Things have taken entirely depressing dimensions for subscribers. From the usual offers of caller tunes, down loads of music to new services, the messages are almost about anything – lotteries, property, sales of all manners.
At an NCC 2010 policy review session, complaints about the volume of unsolicited messages sent to subscribers were among the issues considered. Panellists tried to initiate regulations that could give subscribers options of accepting or rejecting inclusion in the mailing lists.
Yet the volume of mails then was nothing compared to today’s deluge. Then the messages were mostly about new services or apologies for poor services. Now matters are out of hand.
Some companies send the same message more than five times daily to some subscribers. The intrusion is more alarming. Messages can be sent at anytime: day, night, midnight, early hours of  the morning.
There are times they arrive in their noisy torrents, yet they are repeats of messages that had been sent earlier. Their frequency defies justification. The fact that they are unsolicited worsens matters.
Deceit is involved too. Some gullible subscribers are informed of fantastic prizes (millions of Naira, cars, houses) that would be theirs once they answer a few questions. They keep answering expensive questions that lead them to nowhere.   Every answered question makes them N100 poorer. The subscriber is awarded points, urged to try again, made to believe that the next effort (at the cost of another N100) would take him to the jackpot. He never gets there.
Other businesses have found their way to these platforms. The offers they make to subscribers are not verifiable. Nobody takes responsibility for the fraud they commit through these messages.
Telecommunication companies at this point appear more interested in money they make from advertising all manners of messages than the interest of their subscribers whose privacy is violated, and who are most times duped.
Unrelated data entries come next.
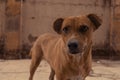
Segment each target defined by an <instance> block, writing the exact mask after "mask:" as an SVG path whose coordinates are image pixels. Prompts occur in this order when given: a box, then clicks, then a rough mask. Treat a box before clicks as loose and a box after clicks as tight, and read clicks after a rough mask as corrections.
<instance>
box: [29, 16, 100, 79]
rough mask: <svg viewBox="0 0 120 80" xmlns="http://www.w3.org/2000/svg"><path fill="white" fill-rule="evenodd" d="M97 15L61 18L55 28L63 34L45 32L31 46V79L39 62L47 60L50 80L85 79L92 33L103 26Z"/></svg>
mask: <svg viewBox="0 0 120 80" xmlns="http://www.w3.org/2000/svg"><path fill="white" fill-rule="evenodd" d="M100 24H101V22H100V19H98V17H97V16H96V15H94V14H90V15H88V16H83V17H69V18H65V19H62V18H59V19H57V20H56V21H55V22H54V26H53V27H54V30H55V31H56V32H57V33H58V34H61V35H54V34H44V35H42V36H40V37H39V38H38V39H37V40H36V42H35V43H34V45H33V47H32V49H31V56H32V62H31V68H30V77H29V80H32V79H33V75H34V72H35V70H36V68H37V67H38V65H39V63H40V61H41V60H42V59H45V60H46V61H47V62H48V63H49V64H50V67H51V74H50V77H49V80H54V75H55V74H56V79H57V80H85V77H86V76H87V75H88V74H89V72H90V70H91V62H92V61H91V43H92V32H93V31H94V30H95V29H97V28H98V26H100Z"/></svg>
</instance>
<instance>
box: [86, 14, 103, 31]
mask: <svg viewBox="0 0 120 80" xmlns="http://www.w3.org/2000/svg"><path fill="white" fill-rule="evenodd" d="M87 17H88V18H89V20H90V21H91V22H92V23H93V25H94V26H95V27H94V30H96V29H98V28H99V27H100V25H101V24H102V20H101V19H100V18H99V17H98V16H97V15H96V14H88V15H87Z"/></svg>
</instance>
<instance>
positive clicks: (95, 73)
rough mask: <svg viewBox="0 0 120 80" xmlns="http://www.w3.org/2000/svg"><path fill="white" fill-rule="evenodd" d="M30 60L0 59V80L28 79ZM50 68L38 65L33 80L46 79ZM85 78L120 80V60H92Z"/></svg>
mask: <svg viewBox="0 0 120 80" xmlns="http://www.w3.org/2000/svg"><path fill="white" fill-rule="evenodd" d="M29 66H30V60H0V80H28V77H29ZM49 72H50V68H49V66H48V64H47V63H46V62H45V61H42V63H41V65H39V67H38V69H37V71H36V74H35V76H34V80H48V76H49ZM86 80H120V61H109V60H98V61H93V72H92V73H91V75H90V76H88V77H87V78H86Z"/></svg>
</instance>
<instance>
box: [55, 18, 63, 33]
mask: <svg viewBox="0 0 120 80" xmlns="http://www.w3.org/2000/svg"><path fill="white" fill-rule="evenodd" d="M63 21H64V19H63V18H58V19H57V20H55V22H54V23H53V29H54V30H55V31H56V32H57V33H58V34H61V27H62V23H63Z"/></svg>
Something needs to be done urgently to restore the sanity of subscribers who bear the additional frustration of having nowhere to approach for rescue from the invasions. The unauthorised use of subscribers’ numbers for marketing should stop.
NCC has a responsibility to protect telecommunication subscribers from the uses of their telephones as platforms to exploit them. It is time it woke up and applied appropriate regulations to protect subscribers.